Through a challenging period in 2020, Cardinal successfully managed our financial position with a series of transactions. In August, we closed an exchange of $28.2 million of our 5.5% convertible debentures that were maturing in December 2020 for new 8% convertible debentures maturing in 2022. In December, Cardinal completed the extension of our syndicated credit facility with a maturity date in May 2022 and also entered into subscription agreements for a non-brokered private placement of secured notes for net proceeds of $16.2 million for which the proceeds were utilized to repay the remaining maturing 5.5% convertible debentures. Subsequent to year-end, the Company issued a redemption notice for all of the outstanding 8% convertible debentures. Prior to the redemption date, 99.3% of the outstanding debentures were converted into 22.4 million common shares which reduced the Company’s net debt by $28 million.

In the fourth quarter of 2020, Cardinal had earnings of $120 million compared to a loss of $15.1 million in the same period in 2019. During the quarter, increased forecasted commodity prices combined with improved economic stability and certainty, positively affected the Company’s outlook and future value of proved and probable oil and gas reserves and a non-cash impairment reversal of $122.7 million was recorded.

ESG

In 2020, we participated in various government programs focused on well and pipeline abandonments and facility decommissioning which enabled us to make significant progress on our long-term abandonment and reclamation efforts.
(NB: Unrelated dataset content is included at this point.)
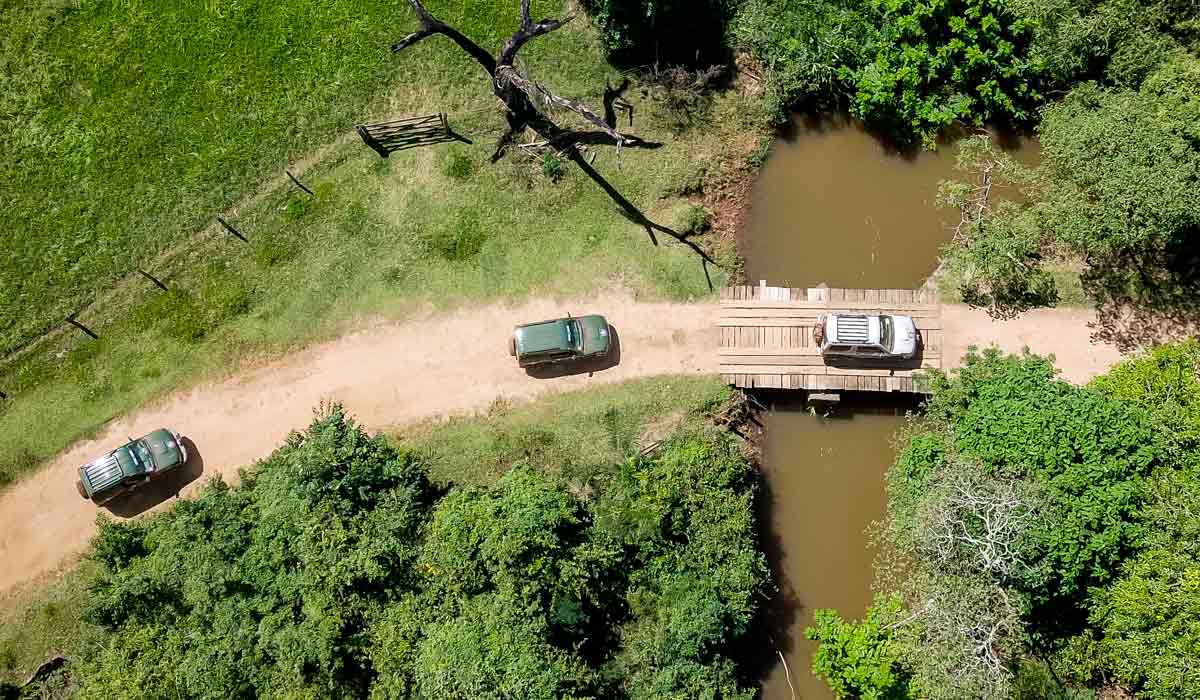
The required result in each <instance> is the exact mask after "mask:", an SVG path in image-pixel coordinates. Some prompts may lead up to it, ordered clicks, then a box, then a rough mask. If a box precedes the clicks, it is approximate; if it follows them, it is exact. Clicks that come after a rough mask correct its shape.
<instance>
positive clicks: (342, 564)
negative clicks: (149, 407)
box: [79, 407, 766, 699]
In 2021, we expect to continue with our meaningful abandonment and reclamation program and will strengthen our ESG performance as we build on our negative carbon footprint. Our annual 2020 ESG report is posted on our corporate website.

Outlook

After a difficult and challenging 2020, 2021 is shaping up to be a significant improvement for Cardinal. Global optimism around COVID-19 vaccines and an economic recovery have created positive market sentiment and along with material increases in oil prices are leading to a vastly improved outlook for the Company. With the recently completed $28.2 million settlement of the 8% debentures and our continued debt repayment strategy, our financial position continues to strengthen.

Our 2021 budget based on WTI US$52/bbl, is focused on debt repayment and has a modest capital program emphasizing well reactivations and reducing our asset retirement obligations. If oil prices continue to remain above US$60/bbl, we will revisit our budget for the second half of the year and may modestly add to our capital program to ensure reserve replacement and production growth for 2021. Our focus will continue to be on our balance sheet and the reduction of our overall liabilities.

As we recover from the effects of COVID-19, our focus remains on the health and safety of our employees and contractors while continuing to execute our business plan with our top tier low decline asset base.

We would like to thank our staff for their hard work, our Board for their guidance and our stakeholders for their support through a difficult 2020.